Kuasa Hukum Danny Praditya: Transaksi PGN–IAE Adalah Keputusan Bisnis, Bukan Tindak Pidana

- Jurnalis

Senin, 10 November 2025

facebook twitter whatsapp telegram line copy

URL berhasil dicopy

facebook icon twitter icon whatsapp icon telegram icon line icon copy

URL berhasil dicopy

Foto: FX L. Michael Shah, S.H., kuasa hukum Danny Praditya. (Dok-Okj/Fahmy Nurdin)

Foto: FX L. Michael Shah, S.H., kuasa hukum Danny Praditya. (Dok-Okj/Fahmy Nurdin)
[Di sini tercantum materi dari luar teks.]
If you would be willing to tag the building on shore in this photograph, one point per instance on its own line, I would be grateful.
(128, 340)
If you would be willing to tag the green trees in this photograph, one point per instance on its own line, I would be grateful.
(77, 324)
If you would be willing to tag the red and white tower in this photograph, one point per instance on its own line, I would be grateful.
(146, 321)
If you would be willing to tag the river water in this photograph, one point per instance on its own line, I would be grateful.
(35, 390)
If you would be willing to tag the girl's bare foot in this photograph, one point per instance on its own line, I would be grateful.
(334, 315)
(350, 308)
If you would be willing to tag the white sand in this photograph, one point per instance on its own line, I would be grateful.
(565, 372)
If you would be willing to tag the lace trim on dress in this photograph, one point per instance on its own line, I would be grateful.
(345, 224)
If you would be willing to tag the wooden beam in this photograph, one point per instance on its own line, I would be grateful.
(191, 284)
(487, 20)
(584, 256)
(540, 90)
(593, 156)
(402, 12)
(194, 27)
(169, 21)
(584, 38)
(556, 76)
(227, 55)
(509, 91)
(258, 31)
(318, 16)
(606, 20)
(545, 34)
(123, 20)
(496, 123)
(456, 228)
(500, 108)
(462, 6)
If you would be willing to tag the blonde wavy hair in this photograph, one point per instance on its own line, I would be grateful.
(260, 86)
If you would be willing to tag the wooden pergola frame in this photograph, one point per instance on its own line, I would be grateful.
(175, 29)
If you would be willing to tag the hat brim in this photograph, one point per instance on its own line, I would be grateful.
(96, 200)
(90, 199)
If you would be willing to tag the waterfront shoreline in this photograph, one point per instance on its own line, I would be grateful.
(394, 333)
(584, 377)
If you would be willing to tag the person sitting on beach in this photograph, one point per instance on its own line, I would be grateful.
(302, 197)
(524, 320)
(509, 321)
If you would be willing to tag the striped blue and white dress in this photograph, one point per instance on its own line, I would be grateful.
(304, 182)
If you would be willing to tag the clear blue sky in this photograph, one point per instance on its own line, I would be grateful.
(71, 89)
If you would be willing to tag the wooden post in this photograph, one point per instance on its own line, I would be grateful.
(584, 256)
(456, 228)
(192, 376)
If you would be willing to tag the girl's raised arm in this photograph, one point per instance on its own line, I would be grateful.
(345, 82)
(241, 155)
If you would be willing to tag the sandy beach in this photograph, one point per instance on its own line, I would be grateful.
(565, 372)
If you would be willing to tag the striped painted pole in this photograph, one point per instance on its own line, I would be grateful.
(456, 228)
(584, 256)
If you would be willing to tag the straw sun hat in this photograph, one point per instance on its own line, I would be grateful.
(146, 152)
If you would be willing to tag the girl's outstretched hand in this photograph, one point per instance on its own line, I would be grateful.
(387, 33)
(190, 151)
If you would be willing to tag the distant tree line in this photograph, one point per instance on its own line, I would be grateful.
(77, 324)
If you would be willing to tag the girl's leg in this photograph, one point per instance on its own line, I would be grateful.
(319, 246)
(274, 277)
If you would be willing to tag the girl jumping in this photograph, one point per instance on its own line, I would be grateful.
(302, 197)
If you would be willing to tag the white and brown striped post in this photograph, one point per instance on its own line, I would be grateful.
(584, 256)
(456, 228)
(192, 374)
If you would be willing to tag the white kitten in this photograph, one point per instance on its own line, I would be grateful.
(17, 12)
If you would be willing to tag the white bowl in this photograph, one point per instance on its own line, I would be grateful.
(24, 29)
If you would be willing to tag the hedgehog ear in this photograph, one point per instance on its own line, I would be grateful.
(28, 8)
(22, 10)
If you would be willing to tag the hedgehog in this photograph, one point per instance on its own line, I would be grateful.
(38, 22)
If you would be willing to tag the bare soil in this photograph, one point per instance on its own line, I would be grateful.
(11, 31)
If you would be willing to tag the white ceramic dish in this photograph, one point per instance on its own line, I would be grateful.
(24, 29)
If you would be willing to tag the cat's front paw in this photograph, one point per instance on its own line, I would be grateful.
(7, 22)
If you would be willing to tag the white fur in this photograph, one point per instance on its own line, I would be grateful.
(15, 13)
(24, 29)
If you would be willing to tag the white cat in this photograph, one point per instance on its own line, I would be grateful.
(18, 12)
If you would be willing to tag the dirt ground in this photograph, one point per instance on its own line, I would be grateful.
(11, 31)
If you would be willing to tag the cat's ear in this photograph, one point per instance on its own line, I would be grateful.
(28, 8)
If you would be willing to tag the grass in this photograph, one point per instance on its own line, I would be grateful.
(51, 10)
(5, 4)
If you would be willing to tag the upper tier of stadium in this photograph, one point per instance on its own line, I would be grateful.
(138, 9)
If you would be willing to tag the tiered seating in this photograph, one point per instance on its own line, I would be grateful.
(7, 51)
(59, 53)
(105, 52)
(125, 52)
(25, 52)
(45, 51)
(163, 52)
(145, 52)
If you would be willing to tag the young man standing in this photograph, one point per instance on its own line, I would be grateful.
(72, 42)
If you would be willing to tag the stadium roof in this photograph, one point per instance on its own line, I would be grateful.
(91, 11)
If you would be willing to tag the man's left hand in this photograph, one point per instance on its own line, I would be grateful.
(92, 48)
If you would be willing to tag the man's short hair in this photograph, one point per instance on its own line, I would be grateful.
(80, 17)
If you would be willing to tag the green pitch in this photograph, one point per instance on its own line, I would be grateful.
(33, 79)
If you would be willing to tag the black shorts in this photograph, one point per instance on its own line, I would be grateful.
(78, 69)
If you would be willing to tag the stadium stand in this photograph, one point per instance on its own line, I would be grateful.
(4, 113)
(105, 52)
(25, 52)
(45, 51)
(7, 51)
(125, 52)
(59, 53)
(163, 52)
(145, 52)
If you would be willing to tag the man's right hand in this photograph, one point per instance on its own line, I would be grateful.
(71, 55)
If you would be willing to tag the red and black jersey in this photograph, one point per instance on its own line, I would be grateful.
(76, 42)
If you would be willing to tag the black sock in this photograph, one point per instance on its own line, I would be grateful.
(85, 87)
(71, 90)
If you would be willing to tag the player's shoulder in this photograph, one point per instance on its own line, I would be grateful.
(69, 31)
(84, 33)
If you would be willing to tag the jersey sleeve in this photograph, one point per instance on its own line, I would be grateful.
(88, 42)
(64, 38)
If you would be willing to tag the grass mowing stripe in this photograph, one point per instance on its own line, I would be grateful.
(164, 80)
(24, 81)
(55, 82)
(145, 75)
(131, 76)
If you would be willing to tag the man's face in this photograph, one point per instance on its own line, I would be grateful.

JAKARTA – Pengadilan Tindak Pidana Korupsi (Tipikor) pada Pengadilan Negeri Jakarta Pusat kembali menggelar sidang lanjutan perkara dugaan tindak pidana korupsi dalam kegiatan jual beli gas oleh PT Perusahaan Gas Negara (PGN) (Persero) Tbk untuk periode 2017–2021, pada Senin (10/11/2025).

Sidang ini menghadirkan dua terdakwa utama, yakni mantan Direktur Komersial PGN periode 2016–2019 Danny Praditya, dan Komisaris PT Inti Alasindo Energy (IAE) Iswan Ibrahim. Keduanya didakwa melakukan penyimpangan dalam proses jual beli gas yang diduga merugikan keuangan negara.

Dalam persidangan kali ini, majelis hakim mendengarkan kesaksian Nusantara Suyono, mantan Direktur Keuangan PGN yang saat ini berdomisili di Singapura.

Kesaksian Suyono disampaikan secara daring dan menjadi salah satu keterangan penting yang memperjelas proses transaksi gas antara PGN dan pihak swasta.

Kuasa hukum terdakwa, FX L. Michael Shah, S.H., menilai keterangan saksi tersebut sejalan dengan fakta yang terjadi di lapangan. Menurutnya, kesaksian Nusantara membantah anggapan jaksa bahwa transaksi antara PGN dan IAE merupakan bentuk pinjaman terselubung.

“Tadi dijelaskan dengan lugas oleh Pak Nusantara bahwa ini murni jual beli gas, bukan pinjaman. Pengembalian yang disebut-sebut itu berasal dari alokasi pasokan gas yang akan diambil oleh PGN. Jadi bukan pembayaran utang,” ujar Michael kepada awak media usai sidang.

Ia menambahkan, saksi menjelaskan bahwa mekanisme advance payment atau pembayaran di muka yang dilakukan PGN adalah praktik umum dalam industri gas, dan telah diterapkan dengan prinsip kehati-hatian.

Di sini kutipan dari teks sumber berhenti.